BAGDAD (AFP) - Le ministère irakien de l'Intérieur accumule les éléments à charge dans son enquête sur la fusillade impliquant l'entreprise de sécurité américaine Blackwater le 16 septembre à Bagdad, et dispose d'au moins une vidéo tournée immédiatement après l'incident.
"Il existe au moins une vidéo, tournée par la police avec une caméra numérique, quelques instants après la fusillade et qui montre les victimes", a indiqué dimanche à l'AFP un officier supérieur de la police, participant à l'enquête irakienne.
"Cette vidéo est entre nos mains et a été versée au dossier", a expliqué sous couvert de l'anonymat cet officier, en train d'enquêter sur les lieux même de l'incident, un rond-point très fréquenté dans le quartier majoritairement sunnite de Yarmouk (ouest).
"Les employés de Blackwater ont ouvert le feu sans aucune raison sur les automobilistes, ils n'ont été la cible d'aucun tir ou attentat", a-t-il clairement accusé.
Il a laissé entendre que, "vu le grand nombre de témoins", d'autres vidéos avaient pu être tournées avec des téléphones portables, "au moment-même de la fusillade".
Blackwater, l'une des plus puissantes entreprises privées de sécurité opérant en Irak, en charge de la protection des diplomates américains, est accusée par les autorités irakiennes d'avoir provoqué la mort d'au moins 10 Irakiens dont neuf civils.
A la suite de cet incident, le gouvernement avait interdit les activités de Blackwater, menacé de traduire ses personnels devant la justice irakienne et demandé à l'administration américaine son remplacement par une autre entreprise pour assurer la sécurité des personnels diplomatiques américains.
Aucune mesure concrète n'a cependant été prise contre la société ou ses personnels, qui a depuis lors repris ses activités.
Dès le lendemain de la fusillade, de nombreux témoins ont accusé les gardes du corps de Blackwater d'avoir ouvert le feu sans motif.
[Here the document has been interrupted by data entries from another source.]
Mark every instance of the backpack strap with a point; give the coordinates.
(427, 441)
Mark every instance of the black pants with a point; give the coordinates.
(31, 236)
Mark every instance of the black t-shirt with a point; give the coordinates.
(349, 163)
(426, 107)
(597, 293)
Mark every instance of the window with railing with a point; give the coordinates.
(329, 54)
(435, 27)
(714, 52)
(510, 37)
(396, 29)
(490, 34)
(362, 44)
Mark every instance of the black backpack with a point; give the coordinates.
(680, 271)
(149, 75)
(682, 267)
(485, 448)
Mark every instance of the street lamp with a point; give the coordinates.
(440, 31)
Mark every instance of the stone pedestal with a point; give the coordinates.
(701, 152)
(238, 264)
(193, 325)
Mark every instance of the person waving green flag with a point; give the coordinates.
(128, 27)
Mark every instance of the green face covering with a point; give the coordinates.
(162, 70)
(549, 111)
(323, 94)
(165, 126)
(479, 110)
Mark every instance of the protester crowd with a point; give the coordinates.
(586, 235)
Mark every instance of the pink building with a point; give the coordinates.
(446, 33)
Blackwater a affirmé avoir riposté à une attaque.
"Nos homologues américains affirment que le convoi a été la cible de tirs de petit calibre. C'est totalement faux", a assuré dimanche ce même responsable irakien.
"Aucun des témoins que nous avons interrogés n'a évoqué une attaque", a-t-il ajouté, soulignant la présence de nombreux postes de contrôle des forces de sécurité irakiennes dans le secteur.
A quelques centaines de mètres de la "zone verte", le rond-point al-Noussour jouxte un important camp de la police nationale irakienne, dont deux imposants postes de tirs, protégés par des sacs de sables, qui dominent tout le carrefour.
"Un second convoi de Blackwater a tenté de se rendre sur place vraisemblablement pour venir renforcer leur collègue, nos policiers ont pu les bloquer sur un barrage à quelques centaines de mètres de là", a ajouté l'officier, assurant "que deux hélicoptères de Blackwater (avaient) participé à la fusillade".
Venu en sens inverse de la circulation, le convoi de Blackwater a stoppé au milieu du rond-point et ouvert le feu à la mitrailleuse et à la grenade sur deux des quatre principaux axes rejoignant le carrefour, a raconté un témoin, Ali Khalaf.
Ce policier, en charge de la circulation à al-Noussour, a assisté à toute la scène. Après avoir tenté de porter secours à un couple, tué au volant de leur voiture dès les premières rafales, M. Khalaf a pu trouver refuge derrière sa guérite, où les multiples impacts de balles témoignent encore de la violence des tirs.